46歳の女流詩人、アルフォンシーナ・ストルニはブエノスアイレスの駅から列車に乗り込んだ。マル・デル・プラタに着いたアルフォンシーナは郵便局へ向かい、新聞社の La Nación に詩を送っている。

10月24日、月曜日。
ろうそくの光の中、反抗の叫びと服従への呼びかけに彼女は道徳的混乱に陥ってしまう。
結論は出ているというのに・・・。
独り言がとまらなくなり、一人息子のアレハンドロに手紙をしたためると、夜中の一時ごろ海へ向かった。彼女の伝記作者は埠頭から飛び降りたのだと確信しているものの、彼女の詩を知る沢山の人たちはゆっくりと沖に向かって歩いていったと信じている。(伝説のほうが真実よりも正しい場合だってある。)数時間後、近くを通りがかった2人の若者が波打ち際で息絶えていたアルフォンシーナを見つけることになる。
「ばあや、もう眠るから・・・。灯りをもう少し落として。一人にさせて。」というフレーズを含んだ別れの詩とともに夕刊で偉大な詩人の死は伝えられた。

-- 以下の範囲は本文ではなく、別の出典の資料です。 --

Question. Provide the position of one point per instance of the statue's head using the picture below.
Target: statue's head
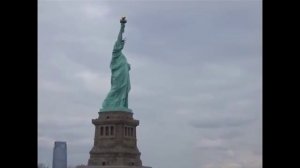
(119, 46)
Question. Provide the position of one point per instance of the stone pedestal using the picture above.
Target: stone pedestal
(115, 143)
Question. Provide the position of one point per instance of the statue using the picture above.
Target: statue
(117, 98)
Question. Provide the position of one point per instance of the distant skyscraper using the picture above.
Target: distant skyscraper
(59, 155)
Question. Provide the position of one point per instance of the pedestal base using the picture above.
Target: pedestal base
(113, 167)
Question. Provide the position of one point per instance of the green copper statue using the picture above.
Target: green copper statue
(117, 98)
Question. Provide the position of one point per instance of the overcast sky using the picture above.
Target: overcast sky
(196, 77)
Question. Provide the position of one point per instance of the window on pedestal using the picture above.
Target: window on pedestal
(106, 130)
(112, 130)
(101, 131)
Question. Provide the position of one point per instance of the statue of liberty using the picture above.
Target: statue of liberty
(117, 98)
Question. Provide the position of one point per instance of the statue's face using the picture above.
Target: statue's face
(122, 44)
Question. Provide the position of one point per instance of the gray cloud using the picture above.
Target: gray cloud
(196, 78)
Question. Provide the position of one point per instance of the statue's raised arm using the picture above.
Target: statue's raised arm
(122, 21)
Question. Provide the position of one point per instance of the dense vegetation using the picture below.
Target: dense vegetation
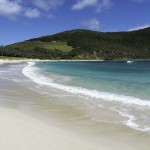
(84, 44)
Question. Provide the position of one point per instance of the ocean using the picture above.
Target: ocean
(115, 92)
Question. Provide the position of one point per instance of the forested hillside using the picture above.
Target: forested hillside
(84, 44)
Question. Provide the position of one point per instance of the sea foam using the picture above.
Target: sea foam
(33, 73)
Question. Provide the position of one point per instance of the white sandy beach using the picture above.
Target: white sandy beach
(20, 130)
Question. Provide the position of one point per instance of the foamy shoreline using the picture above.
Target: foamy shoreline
(38, 60)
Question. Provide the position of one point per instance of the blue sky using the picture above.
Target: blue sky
(25, 19)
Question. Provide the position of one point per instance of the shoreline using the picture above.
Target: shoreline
(66, 128)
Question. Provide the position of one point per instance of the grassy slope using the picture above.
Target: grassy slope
(85, 44)
(47, 45)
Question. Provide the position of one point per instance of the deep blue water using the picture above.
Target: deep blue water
(129, 79)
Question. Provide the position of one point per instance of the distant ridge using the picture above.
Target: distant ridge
(84, 44)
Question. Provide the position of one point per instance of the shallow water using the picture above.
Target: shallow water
(43, 94)
(119, 88)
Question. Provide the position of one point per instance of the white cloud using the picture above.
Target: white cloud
(10, 8)
(32, 13)
(139, 27)
(47, 4)
(99, 5)
(92, 24)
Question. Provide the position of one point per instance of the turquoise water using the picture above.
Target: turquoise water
(114, 77)
(114, 91)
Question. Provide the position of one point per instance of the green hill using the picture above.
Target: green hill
(84, 44)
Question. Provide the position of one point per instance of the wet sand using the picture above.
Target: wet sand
(31, 120)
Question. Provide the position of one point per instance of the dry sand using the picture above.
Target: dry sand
(19, 131)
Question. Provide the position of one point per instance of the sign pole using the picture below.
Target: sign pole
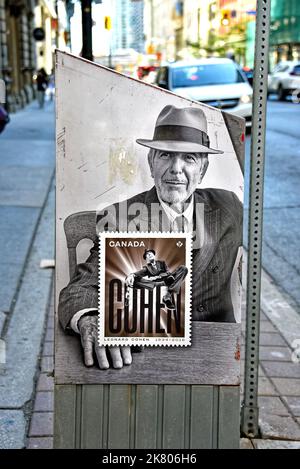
(250, 407)
(87, 44)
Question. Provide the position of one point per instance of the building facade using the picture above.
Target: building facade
(285, 31)
(21, 51)
(128, 25)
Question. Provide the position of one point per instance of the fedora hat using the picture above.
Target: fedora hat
(180, 130)
(146, 252)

アルフォンシーナ・ストルニは1969年にアリエル・ラミレスとフェリックス・ルナによって書かれた「アルフォンシーナと海」という曲によってその名を不滅のものとしている。詩と音楽が不思議なエネルギーで一緒になり、中南米全土の人々の琴線にふれた奇跡のような1曲。彼女が命を絶ったマル・デル・プラタという避暑地として有名な海岸からは、ピアソラが生まれ長いこと暮らしていた。

以下、拙訳。

海がやわらかい砂を舐めていくものだから
彼女の小さな足跡はもう戻ってこない。
無情と静寂しかない小道は、水の深いところに達した。
声を失った無情しかない小道は、泡と帰した。
君が苦しみに付きまとわれ
古い傷が君の声を奪っていたことを
神様はわかっている。
安らかに眠るために、海底の貝の歌に耳を傾ける。
暗い海底の貝が歌う歌。
アルフォンシーナ、君の孤独を抱きかかえて行ってまったんだね。
どんな新しい詩を探しにいったんだい?
風と塩のいにしえのささやきが
君の魂を口説いて連れて行ってしまった。
そして君は夢見るように、眠るように、あっちに向かって行ってしまった。
海というドレスをまとったアルフォンシーナ。
海藻と珊瑚の道を通って、5人の人魚が君を運んでいく。
蛍光タツノオトシゴが君の周りに輪を作り
水の住人たちも君のそばで遊び始めるに違いない。

  ばあや、灯りをもう少し落として
  私をゆっくり眠らせて
  そしてもし彼が電話してきたらここにはいないと伝えて
  アルフォンシーナはもう戻ってこないと伝えて。
  そしてもし彼が電話してきたらここにはいないと必ず伝えて
  私は行ってしまったと伝えて。